Als Gott in Ägypten die Erstgeborenen der Ägypter tötete, wären auch die Erstgeborenen der Israeliten getötet worden, wenn die Israeliten nicht das Blut eines geschlachteten Lammes an ihre Türen gestrichen hätten. Auch für sie gab es damals eine frohe Botschaft, die sie vor dem Gericht Gottes erretten würde, wenn sie sie nur annehmen. Ihnen war ganz deutlich gesagt worden: „Der HERR wird hindurchgehen, um die Ägypter zu schlagen; und sieht er das Blut am Türsturz und an den beiden Pfosten, so wird der Herr an der Tür vorübergehen und wird dem Verderber nicht erlauben, in eure Häuser zu kommen, um zu schlagen“ (2Mo 12,23).

Wenn Bell meint, dass wir nicht vor dem Gericht Gottes gerettet werden müssten, verwundert es nicht, dass der Begriff Opfer in seine Geschichte nicht mehr hineinpasst:

Es ist nichts Falsches daran, ihn [den Begriff Opfer] zu benutzen […] Aber wir leben nicht mehr in einer Kultur, in der Menschen ihren Göttern Tieropfer darbringen. Menschen haben das jahrtausendelang getan […] Aber für die meisten von uns gilt das nicht. Die ersten Christen […] erzählten die Geschichte Jesu in der Sprache, die ihre Zuhörer verstehen konnten. (S. 133)

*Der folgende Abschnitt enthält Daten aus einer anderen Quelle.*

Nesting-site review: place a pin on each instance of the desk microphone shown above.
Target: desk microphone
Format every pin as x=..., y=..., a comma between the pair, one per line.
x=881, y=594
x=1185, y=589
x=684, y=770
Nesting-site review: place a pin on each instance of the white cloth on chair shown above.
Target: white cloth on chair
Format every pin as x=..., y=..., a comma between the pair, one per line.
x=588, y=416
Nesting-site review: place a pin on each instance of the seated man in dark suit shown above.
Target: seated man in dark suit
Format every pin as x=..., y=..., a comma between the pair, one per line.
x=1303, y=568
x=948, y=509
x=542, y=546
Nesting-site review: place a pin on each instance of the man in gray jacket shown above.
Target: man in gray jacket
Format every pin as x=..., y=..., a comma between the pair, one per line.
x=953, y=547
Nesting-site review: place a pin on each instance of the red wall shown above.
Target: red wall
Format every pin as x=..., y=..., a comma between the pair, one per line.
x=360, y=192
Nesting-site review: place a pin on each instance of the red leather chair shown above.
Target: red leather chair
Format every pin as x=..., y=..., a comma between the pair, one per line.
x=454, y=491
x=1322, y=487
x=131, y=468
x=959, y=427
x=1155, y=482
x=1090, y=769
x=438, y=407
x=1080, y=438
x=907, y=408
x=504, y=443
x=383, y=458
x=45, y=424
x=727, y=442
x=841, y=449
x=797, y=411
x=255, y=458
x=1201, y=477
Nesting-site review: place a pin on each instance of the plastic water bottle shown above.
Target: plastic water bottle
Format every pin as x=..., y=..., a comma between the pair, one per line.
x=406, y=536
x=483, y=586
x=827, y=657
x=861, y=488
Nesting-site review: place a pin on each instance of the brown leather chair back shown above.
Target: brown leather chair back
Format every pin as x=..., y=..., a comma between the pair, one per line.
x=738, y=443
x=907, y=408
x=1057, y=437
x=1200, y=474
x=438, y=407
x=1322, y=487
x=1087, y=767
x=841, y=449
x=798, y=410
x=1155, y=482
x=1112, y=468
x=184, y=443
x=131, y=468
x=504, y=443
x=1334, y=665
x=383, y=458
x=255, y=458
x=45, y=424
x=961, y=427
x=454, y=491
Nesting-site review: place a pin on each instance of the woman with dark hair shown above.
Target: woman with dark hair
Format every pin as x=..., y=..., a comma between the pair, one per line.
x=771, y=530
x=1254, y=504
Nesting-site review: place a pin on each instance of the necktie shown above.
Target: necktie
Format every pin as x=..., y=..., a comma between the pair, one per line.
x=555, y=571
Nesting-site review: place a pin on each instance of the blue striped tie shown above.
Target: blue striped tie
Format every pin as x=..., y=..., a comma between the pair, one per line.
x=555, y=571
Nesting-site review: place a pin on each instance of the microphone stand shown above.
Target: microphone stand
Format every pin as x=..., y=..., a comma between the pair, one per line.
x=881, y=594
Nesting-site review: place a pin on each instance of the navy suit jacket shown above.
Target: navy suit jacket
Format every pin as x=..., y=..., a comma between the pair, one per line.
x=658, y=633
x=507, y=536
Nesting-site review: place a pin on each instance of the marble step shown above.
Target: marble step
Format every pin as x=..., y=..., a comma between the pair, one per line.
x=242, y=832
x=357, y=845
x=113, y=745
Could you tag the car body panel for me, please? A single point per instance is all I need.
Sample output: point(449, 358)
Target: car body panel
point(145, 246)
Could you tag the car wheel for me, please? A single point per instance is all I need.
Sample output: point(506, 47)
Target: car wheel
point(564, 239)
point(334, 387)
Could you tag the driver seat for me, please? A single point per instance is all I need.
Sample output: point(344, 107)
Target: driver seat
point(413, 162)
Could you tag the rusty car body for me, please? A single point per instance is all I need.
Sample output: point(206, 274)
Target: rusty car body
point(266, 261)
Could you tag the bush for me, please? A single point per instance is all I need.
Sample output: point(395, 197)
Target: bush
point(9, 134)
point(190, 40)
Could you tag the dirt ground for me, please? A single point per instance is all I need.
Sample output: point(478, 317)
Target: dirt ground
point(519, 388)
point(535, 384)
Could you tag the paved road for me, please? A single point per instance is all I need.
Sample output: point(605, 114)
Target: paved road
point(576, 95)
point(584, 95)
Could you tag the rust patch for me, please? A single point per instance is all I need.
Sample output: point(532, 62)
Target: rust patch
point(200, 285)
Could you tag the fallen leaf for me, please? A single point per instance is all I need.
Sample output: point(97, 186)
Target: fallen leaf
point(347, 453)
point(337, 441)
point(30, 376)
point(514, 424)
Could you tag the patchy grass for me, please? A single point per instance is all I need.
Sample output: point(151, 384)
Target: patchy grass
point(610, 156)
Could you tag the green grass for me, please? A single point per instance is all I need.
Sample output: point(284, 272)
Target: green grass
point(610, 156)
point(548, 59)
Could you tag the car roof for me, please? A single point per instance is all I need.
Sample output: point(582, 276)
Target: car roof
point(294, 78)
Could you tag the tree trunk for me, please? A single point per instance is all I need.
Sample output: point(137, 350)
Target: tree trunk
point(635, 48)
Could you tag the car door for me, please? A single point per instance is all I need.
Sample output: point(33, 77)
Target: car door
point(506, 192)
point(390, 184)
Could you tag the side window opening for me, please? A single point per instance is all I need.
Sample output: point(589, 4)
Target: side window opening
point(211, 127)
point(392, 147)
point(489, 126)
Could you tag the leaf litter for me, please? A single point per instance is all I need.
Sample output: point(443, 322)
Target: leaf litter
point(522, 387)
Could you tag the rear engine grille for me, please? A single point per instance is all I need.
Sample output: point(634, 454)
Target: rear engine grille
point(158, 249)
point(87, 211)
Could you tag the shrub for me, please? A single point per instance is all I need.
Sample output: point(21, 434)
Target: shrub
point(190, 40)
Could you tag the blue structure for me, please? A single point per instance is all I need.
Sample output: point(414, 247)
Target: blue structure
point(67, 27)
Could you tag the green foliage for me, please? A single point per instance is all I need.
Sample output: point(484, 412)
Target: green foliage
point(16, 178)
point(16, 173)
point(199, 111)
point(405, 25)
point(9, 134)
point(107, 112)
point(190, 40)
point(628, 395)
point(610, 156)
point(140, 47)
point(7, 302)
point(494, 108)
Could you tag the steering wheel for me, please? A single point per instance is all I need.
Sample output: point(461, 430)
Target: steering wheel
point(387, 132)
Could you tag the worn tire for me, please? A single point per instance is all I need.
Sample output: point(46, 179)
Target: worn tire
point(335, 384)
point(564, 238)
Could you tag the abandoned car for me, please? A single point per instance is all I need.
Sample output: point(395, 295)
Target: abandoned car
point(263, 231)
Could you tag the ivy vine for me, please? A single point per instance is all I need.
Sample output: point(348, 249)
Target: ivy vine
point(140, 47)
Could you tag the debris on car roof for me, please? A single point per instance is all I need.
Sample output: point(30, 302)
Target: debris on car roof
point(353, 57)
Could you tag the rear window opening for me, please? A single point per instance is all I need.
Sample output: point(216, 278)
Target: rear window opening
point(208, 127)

In Bells Darstellung der Geschichte über Gott können wir erkennen, welche furchtbaren Auswirkungen die Lehre von der Allversöhnung letztlich hat:

  • Wenn die Allversöhnung Gott nur als liebenden Gott darstellt, der nicht zornig sein und strafen könne, weil Er die Liebe ist, dann ist dieser Gott nicht der Gott der Bibel. Der Gott der Bibel ist nicht nur Liebe, wie Johannes in seinem ersten Brief in Kapitel 4 schreibt (1Joh 4,8), sondern auch Licht, wie er drei Kapitel vorher schreibt (1Joh 1,5), ein Licht, das alles Sündige offenbar macht und verurteilen muss.
  • Rettung ist nicht mehr Rettung von dem Gericht.
  • Von einem Opfer brauchen wir in unserer Zeit nicht mehr zu reden.
  • Der Herr Jesus „allein“ ist zur Rettung nicht mehr nötig; es gibt darüber hinaus „ein weites Feld“.
  • Eine Tür, die verschlossen bleibt (Mt 25,10-12), gibt es nicht mehr.
  • Hölle ist die „Müllhalde“ oder das Leid unschuldiger Menschen auf der Erde.
  • Der Himmel ist „hier und jetzt“.

Es ist überraschend und zugleich erschreckend, dass dieser Mann in der evangelikalen Christenheit so hochbejubelt und gerade dieses Buch so gefeiert wird. Bell wird von verschiedenen christlichen Verlagen hoch angepriesen. Bei Gerth Medien liest man:

Rob Bell hat bereits zahlreiche Bücher geschrieben, von denen einige zu Bestsellern wurden. Außerdem ist er Pastor und gefragter Redner auf Konferenzen rund um den Globus. Das TIME-Magazine zählte ihn 2011 zu den 100 einflussreichsten Menschen der Welt.[4]

Und in der Artikelbeschreibung zu Bells Buch Die Bibel – faszinierend, einzigartig und voller Geheimnisse heißt es:

Rob Bell hat ein faszinierendes Buch darüber geschrieben, warum die Bibel auch im 21. Jahrhundert noch genauso relevant ist wie vor 2000 Jahren. Er liefert erstaunliche Einsichten, wie sie als Quelle des Glaubens und als Antwort auf Lebensfragen dienen kann. Dazu vermittelt er eine ganz neue Art und Weise, ihre Texte zu lesen. Die Bibel trägt lebensverändernde Kraft in sich. Rob Bell zeigt, wie Sie diese Kraft in Ihrem eigenen Leben zur Entfaltung bringen.[5]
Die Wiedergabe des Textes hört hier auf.